ProCure21+ Principal Supply Chain Partner Balfour Beatty has carried out savings calculations on its current range of BIM-enabled schemes, and reports some significant savings relevant to size of schemes: around 2% overall. “This demonstrates that the so-called ‘cost’ of BIM can be readily offset by very tangible savings,” says Balfour Beatty BIM lead Peter Trebilcock.

The ProCure21+ framework provides an effective vehicle for innovation in healthcare construction, says Principal Supply Chain Partner IHP’s ProCure21+ programme lead Alan Kondys. “The framework requires us to use our expertise to propose innovative solutions with operational and cost savings, and then capture that innovation so we can use it again across the framework,” he says. “In a way, we are all linking innovation and standardisation.”

ProCure21+ Princpal Supply Chain Partners work from the principle of understanding NHS clients’ business in order to propose innovative solutions that are a good fit with technical requirements and current work processes. The sliding doors solution devised to meet the infection control and privacy requirements of the Burnley Integrated Urgent Care Centre is an excellent example; the design of a new method of air-handling for Gateshead’s Queen Elizabeth Hospital pathology laboratory is another.

There are numerous examples of innovation on current schemes: these are all available for ProCure21+ projects through the ProjectShare portal, with designs and solutions captured via the post-project evaluation exercise, and in this way are made available to all ProCure21+ clients and supply chain members.

If there is a common theme to the latest developments in ProCure21+, it centres on the integration of quality, innovation and value: it is often the case that developments focused in one area have associated benefits linked with another.

The story of IHP’s bathroom pods is one excellent example. Developed originally as a piece of innovation for a specific NHS client, the pods are a volumetric, pre-fabricated solution delivered as single units craned into place on-site, incorporating the service wall with all its services built-in. This not only reduces time on-site but also allows the incorporation of a solid floor in the pre-assembled pod, avoiding the poor-quality feel of the hollow floor more usually associated with volumetric solutions. There are obvious time, materials and cost savings in using the pod, and IHP is now actively working with the ProCure21+ Standardisation team to incorporate this principle within the Standardisation programme – embedding the benefits of innovation within the standardised designs. “More and more, as a framework, we aim at not having a whole series of different bits of innovation, but instead at having a piece of innovation that you can replicate across a whole range of projects,” says Alan Kondys: “that’s when the savings of time, risk and cost really start to accumulate significantly.”

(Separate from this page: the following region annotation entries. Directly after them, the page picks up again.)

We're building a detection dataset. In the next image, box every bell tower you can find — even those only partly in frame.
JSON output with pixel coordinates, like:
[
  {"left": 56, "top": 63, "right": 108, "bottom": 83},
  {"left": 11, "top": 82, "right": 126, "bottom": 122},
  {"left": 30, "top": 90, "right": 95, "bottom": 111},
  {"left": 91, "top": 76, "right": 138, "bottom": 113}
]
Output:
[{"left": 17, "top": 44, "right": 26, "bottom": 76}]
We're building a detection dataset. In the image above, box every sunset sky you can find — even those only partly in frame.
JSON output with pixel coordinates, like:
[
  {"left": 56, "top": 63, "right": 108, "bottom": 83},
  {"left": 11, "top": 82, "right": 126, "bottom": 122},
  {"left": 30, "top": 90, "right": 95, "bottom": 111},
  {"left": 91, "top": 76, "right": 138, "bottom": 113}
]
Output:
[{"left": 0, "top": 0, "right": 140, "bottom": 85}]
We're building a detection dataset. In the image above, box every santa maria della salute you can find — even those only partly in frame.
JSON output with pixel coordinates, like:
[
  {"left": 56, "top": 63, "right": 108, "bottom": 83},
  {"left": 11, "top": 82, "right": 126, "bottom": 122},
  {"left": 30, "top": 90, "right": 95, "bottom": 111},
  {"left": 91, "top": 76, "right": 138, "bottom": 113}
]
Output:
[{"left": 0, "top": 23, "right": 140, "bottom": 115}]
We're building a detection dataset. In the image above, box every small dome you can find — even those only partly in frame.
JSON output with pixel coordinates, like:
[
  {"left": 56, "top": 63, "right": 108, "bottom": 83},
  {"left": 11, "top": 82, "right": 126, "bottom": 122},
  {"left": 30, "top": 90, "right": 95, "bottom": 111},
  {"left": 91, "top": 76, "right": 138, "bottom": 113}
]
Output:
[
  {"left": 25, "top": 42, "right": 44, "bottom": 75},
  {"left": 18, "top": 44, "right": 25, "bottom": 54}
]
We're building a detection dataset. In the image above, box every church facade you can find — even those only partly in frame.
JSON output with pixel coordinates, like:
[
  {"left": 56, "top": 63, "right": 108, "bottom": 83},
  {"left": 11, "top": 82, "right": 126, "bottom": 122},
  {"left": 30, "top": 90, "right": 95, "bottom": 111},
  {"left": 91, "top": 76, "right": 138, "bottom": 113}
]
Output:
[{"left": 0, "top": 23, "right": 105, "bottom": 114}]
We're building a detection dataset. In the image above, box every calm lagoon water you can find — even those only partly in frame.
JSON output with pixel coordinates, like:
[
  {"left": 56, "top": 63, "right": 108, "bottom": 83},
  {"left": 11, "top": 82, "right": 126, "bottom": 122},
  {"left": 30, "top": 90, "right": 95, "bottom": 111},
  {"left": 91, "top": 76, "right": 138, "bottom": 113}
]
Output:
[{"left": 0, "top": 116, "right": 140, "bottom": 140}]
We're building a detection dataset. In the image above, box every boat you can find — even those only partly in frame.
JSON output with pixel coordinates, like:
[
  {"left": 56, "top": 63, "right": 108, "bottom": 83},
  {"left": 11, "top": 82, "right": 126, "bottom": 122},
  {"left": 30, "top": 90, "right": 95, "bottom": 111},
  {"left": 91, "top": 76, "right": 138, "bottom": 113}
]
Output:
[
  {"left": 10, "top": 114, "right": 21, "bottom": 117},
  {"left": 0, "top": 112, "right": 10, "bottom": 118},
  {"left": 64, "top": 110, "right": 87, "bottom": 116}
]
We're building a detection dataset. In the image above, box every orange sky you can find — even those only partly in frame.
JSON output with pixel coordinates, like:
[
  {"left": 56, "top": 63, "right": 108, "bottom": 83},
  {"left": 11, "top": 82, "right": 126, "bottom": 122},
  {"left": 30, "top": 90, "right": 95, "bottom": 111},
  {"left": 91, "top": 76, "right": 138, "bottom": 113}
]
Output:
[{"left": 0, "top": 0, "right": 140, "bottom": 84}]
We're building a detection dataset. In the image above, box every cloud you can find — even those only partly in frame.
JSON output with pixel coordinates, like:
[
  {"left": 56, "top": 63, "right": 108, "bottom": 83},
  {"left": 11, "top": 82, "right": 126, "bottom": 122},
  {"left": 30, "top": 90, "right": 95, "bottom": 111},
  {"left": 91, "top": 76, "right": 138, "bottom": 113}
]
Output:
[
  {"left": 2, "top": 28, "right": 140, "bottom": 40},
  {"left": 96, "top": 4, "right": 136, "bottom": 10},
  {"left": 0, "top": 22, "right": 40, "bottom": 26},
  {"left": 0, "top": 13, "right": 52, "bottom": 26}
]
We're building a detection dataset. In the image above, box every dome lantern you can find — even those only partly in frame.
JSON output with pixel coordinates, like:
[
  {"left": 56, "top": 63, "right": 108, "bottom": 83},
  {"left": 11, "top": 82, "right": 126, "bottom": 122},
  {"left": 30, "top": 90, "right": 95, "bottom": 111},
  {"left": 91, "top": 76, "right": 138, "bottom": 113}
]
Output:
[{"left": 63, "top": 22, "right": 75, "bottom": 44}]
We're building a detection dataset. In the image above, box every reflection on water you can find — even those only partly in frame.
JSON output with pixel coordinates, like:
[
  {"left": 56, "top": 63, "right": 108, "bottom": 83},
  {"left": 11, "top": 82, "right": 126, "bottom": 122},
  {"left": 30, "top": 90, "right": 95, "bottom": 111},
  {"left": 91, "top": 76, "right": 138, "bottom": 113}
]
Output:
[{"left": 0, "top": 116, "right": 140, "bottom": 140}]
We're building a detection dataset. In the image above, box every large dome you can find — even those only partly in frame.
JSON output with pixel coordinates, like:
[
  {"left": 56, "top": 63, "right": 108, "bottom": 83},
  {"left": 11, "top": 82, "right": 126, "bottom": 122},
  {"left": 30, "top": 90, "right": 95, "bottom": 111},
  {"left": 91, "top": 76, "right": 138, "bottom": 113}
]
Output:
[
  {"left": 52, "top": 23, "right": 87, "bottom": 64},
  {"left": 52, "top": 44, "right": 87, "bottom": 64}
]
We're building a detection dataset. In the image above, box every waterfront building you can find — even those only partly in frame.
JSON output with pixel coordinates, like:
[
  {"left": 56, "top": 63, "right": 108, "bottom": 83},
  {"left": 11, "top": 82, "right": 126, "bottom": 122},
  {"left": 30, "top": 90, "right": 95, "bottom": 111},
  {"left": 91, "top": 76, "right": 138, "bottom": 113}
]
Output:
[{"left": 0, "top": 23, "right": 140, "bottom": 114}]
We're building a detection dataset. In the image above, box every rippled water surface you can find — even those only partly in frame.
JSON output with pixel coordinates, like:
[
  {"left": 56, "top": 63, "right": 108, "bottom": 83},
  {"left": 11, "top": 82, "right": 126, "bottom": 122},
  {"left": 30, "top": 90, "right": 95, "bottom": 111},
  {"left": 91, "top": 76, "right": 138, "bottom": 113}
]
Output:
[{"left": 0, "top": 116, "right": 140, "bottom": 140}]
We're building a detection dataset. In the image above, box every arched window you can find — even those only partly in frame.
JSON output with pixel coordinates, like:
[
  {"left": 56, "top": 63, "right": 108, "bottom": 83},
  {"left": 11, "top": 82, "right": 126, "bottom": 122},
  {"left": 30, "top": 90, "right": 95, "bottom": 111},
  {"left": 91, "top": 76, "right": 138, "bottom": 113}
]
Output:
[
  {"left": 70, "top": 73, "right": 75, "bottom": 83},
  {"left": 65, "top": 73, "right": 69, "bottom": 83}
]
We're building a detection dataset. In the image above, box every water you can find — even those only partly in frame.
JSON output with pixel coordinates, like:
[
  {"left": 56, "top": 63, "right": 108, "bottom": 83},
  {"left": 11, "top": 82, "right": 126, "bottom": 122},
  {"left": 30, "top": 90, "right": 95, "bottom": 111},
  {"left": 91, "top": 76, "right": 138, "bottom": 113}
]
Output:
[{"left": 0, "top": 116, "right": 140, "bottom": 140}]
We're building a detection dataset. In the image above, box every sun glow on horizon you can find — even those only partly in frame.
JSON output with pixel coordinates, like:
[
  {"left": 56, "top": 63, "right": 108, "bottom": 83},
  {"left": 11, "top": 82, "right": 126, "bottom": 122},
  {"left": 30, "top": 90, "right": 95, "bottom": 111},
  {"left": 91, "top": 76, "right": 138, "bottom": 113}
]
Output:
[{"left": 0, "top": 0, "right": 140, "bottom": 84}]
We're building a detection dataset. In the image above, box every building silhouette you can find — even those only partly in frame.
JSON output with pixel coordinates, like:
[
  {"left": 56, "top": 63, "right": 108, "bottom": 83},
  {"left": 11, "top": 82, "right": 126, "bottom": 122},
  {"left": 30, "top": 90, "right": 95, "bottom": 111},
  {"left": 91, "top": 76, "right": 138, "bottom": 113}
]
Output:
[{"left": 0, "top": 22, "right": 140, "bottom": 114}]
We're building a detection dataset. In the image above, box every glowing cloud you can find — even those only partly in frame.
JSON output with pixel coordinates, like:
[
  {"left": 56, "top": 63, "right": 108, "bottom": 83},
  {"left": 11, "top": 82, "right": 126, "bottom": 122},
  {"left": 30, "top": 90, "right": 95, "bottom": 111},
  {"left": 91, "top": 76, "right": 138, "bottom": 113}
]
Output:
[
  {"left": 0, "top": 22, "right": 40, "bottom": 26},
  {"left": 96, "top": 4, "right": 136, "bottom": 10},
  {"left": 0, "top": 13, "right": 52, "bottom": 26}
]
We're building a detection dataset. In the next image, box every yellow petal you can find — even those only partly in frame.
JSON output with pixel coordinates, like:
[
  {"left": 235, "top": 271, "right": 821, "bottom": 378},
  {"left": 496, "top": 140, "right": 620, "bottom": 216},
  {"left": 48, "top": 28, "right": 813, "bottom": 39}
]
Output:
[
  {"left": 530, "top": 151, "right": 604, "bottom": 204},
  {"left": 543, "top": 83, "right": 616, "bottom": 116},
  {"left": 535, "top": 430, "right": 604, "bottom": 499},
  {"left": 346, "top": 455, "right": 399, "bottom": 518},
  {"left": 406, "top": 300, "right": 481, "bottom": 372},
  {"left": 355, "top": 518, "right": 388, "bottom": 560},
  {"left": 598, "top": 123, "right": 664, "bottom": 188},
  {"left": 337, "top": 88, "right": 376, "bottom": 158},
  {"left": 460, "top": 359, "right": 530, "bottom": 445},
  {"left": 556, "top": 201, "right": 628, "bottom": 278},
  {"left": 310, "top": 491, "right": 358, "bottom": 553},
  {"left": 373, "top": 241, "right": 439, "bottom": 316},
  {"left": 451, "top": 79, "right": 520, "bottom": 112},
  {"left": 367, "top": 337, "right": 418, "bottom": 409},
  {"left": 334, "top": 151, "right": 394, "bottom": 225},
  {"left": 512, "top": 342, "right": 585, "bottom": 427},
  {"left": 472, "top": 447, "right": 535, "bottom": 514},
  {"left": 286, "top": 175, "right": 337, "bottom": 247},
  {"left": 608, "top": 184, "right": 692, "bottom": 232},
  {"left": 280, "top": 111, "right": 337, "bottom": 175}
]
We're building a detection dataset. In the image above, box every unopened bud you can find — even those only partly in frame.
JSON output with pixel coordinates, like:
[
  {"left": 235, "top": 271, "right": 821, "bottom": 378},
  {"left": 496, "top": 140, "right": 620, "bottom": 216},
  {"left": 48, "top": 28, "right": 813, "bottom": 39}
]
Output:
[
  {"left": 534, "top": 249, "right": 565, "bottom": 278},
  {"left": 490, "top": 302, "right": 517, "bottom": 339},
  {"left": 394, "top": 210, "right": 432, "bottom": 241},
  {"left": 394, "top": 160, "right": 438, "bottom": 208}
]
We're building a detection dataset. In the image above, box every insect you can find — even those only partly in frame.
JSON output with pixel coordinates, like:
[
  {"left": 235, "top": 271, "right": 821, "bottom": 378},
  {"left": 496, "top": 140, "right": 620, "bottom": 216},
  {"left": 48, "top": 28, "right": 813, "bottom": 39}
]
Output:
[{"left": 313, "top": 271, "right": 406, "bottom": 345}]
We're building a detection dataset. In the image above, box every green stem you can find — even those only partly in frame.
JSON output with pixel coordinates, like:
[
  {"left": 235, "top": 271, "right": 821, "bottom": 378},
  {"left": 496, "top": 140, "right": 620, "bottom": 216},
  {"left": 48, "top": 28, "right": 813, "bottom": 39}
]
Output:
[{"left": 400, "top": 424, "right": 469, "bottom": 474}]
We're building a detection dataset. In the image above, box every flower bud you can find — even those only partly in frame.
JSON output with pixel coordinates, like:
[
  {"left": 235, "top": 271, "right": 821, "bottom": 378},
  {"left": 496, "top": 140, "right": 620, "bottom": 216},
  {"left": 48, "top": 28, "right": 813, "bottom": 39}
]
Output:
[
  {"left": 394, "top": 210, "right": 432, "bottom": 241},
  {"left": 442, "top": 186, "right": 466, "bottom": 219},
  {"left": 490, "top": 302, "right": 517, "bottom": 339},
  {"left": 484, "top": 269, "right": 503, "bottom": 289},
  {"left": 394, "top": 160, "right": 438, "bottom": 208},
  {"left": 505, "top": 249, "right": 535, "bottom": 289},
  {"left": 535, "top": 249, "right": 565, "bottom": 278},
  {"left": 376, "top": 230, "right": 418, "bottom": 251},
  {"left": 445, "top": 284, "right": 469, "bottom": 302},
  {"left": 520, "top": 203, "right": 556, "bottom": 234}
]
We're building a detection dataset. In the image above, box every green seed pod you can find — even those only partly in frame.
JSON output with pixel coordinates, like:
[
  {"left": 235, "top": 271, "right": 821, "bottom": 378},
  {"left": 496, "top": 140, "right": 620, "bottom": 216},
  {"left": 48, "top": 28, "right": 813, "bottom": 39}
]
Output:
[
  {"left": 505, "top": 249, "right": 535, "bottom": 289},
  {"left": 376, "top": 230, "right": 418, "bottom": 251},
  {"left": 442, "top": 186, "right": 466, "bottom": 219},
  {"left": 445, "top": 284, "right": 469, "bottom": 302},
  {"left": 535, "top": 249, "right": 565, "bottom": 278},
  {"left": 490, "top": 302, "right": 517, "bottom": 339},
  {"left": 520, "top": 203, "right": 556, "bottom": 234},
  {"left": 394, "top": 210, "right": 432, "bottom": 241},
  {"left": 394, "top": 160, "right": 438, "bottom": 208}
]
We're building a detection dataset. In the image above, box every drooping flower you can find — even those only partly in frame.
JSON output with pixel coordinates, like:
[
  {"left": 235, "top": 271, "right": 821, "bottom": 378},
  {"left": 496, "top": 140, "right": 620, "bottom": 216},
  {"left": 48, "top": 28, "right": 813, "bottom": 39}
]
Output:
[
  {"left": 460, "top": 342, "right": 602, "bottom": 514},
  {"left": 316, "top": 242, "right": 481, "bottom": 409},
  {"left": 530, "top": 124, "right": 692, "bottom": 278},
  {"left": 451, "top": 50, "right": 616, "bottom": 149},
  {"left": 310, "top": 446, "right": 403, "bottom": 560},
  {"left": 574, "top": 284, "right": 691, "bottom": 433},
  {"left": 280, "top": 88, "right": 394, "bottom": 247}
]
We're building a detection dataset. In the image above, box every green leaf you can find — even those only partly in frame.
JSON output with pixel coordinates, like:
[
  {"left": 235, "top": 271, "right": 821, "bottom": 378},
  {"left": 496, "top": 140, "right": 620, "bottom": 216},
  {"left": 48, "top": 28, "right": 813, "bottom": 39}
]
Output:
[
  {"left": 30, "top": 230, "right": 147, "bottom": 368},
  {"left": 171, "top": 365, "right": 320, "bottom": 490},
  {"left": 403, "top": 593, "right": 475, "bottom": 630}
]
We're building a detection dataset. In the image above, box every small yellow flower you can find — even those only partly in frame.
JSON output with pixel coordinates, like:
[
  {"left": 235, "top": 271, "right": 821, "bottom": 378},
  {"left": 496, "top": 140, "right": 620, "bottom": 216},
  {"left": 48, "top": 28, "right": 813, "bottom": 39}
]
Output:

This integration is the hallmark of a mature, well-developed framework, according to ProCure21+ programme director Ray Stephenson: “There is a line of development in the framework. We began in the early days with the need to provide assurance on time, cost and quality. But having put those foundations in place, we are building on that to incorporate more strategic-level initiatives, enabling the NHS to be a better, more co-ordinated multi-organisational client that challenges the construction industry to deliver better value for money across the board.”

In this way, the ProCure21+ framework continues to serve the NHS to develop, design, build and operate healthcare facilities that deliver on and exceed requirements. “The future of the framework will build from the considerable achievements of the last 11 years, but as we develop the next framework, ProCure22, we will be asking the NHS to give us the benefit of their experience and their thoughts on the future, so we can ensure that ProCure22 is the best tool to tackle what promise to be very steep challenges ahead,” says Stephenson.